For a given tissue or cell-type, and for a given (set of) specie(s), publicly available scRNA-seq data of the given category are mixed and fed into the autoencoder to pretrain a model. If only human data is available, only the human and shared sub-network weights are updated. Similarly, if only mouse data are available, only the mouse and shared sub-network weights are updated. Although SAVER-X can only denoise UMI counts, it can use both UMI and non-UMI datasets for pretraining. To adjust for the differences between data generated using non-UMI- and UMI-based technologies, an indicator node at the input layer feeds into each sub-network. For UMI datasets, the input expression levels are normalized by library size, re-scaled and log-transformed using formula: ${\tilde{Y}}_{g c} = log (Y_{g c} / l_{c} \times 10000 + 1)$ with $l_{c} = \sum_{g} Y_{g c}$ . For non-UMI datasets, TPM for each cell c and gene g are denoted as Y_cg, and then the Y_cg are transformed using the same formula as that for UMI. We use the negative log-likelihood function of the data as the loss function of our autoencoder. For UMI counts, based on our hierarchical model, Y|Λ follows a Negative Binomial distribution. Thus, for each cell c in one dataset, the loss function is:

L (Y_{\cdot c}, Λ_{\cdot c}) = \sum_{autoencoder node g measured in the dataset} log [NB (Y_{g c}; l_{c} Λ_{g c}, θ_{g}^{U})] .

On the other hand, for the non-UMI TPM data, Y|Λ is assumed to approximately follow a zero inflated Negative Binomial distribution (although TPM is not integer-valued, the likelihood function can still be computed) and the loss is:

L (Y_{\cdot c}, Λ_{\cdot c}) = \sum_{autoencoder node g measured in the dataset} log [ZINB (Y_{g c}; l_{c} Λ_{g c}, θ_{g}^{N U}, π_{g c})]
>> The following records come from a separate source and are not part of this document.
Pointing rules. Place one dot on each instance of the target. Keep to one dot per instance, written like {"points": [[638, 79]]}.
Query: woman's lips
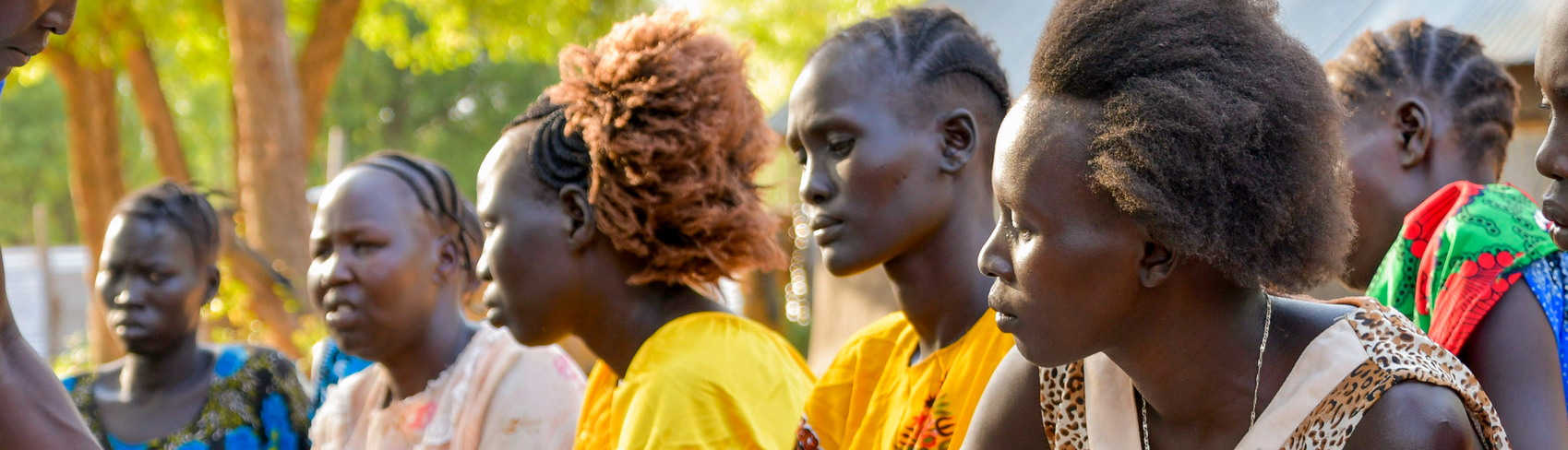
{"points": [[1007, 322], [825, 230], [1554, 219], [342, 317]]}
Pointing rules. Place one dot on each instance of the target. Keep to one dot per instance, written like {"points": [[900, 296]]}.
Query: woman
{"points": [[1440, 239], [904, 183], [1170, 165], [157, 272], [394, 246], [1551, 73], [625, 187], [40, 414], [328, 367]]}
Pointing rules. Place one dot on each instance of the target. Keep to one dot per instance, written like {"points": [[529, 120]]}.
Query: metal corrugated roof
{"points": [[1509, 29]]}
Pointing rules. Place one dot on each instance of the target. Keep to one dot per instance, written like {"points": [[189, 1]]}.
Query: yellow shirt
{"points": [[706, 380], [872, 398]]}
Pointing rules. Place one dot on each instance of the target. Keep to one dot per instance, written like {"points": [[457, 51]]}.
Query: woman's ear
{"points": [[960, 138], [449, 259], [1415, 129], [1156, 264], [581, 221], [213, 278]]}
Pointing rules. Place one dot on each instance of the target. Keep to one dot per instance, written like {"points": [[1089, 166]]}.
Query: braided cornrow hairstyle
{"points": [[181, 206], [439, 196], [932, 44], [656, 121], [560, 159], [1438, 63]]}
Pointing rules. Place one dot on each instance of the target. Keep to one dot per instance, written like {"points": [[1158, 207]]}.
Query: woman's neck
{"points": [[1193, 358], [630, 314], [146, 375], [413, 371], [938, 286]]}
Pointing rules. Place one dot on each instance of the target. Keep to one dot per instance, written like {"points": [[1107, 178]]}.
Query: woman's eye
{"points": [[841, 146]]}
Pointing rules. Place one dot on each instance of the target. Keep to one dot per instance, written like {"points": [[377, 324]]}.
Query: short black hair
{"points": [[1418, 58], [439, 196], [1218, 132], [928, 44], [181, 206]]}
Here NB(x; μ, θ) and ZINB(x; μ, θ, π) are the densities of Negative Binomial and zero-inflated Negative Binomial distribution (see Supplementary Note 3). A separate gene-specific dispersion parameter $θ_{g}^{U}$ and $θ_{g}^{N U}$ is dedicated for UMI and non-UMI input, respectively. For non-UMI data, the gene- and cell-specific zero inflation parameter is defined as

\frac{π_{g c}}{1 - π_{g c}} = w_{g} log Λ_{g c} + b_{g}

Where w_g and b_g are gene-specific unknown coefficients. SAVER-X only transfers the gene-gene relationship weights, and does not transfer the over-dispersion nor zero inflation parameters. Our implementation of the autoencoder utilizes the library functions of DCA⁴.

Cross-validation and filtering for unpredictable genes

When training the autoencoder on a target UMI dataset to get the prediction matrix $\hat{Λ}$ , cross-validation is applied to filter out genes that cannot be predicted accurately by the autoencoder. Specifically, the target data is randomly split into held-in and held-out cell sets, the autoencoder is trained on the held-in set and then used to make predictions on the held-out set. We compare the performance of the autoencoder with a completely null model where the gene expression in every cell is predicted by their means across cells. For a specific gene g, let the held-in sample mean for the library-size normalized counts be μ_g. Then a gene is unpredictable if the Poisson deviance of the autoencoder is larger than that of the null model, equivalently:

- \sum_{c is a held - out cell} [Y_{g c} log (l_{c} {\hat{Λ}}_{g c} + ε) - l_{c} {\hat{Λ}}_{g c}] > - \sum_{c is a held - out cell} [Y_{g c} log (l_{c} μ_{g} + ε) - l_{c} μ_{g}]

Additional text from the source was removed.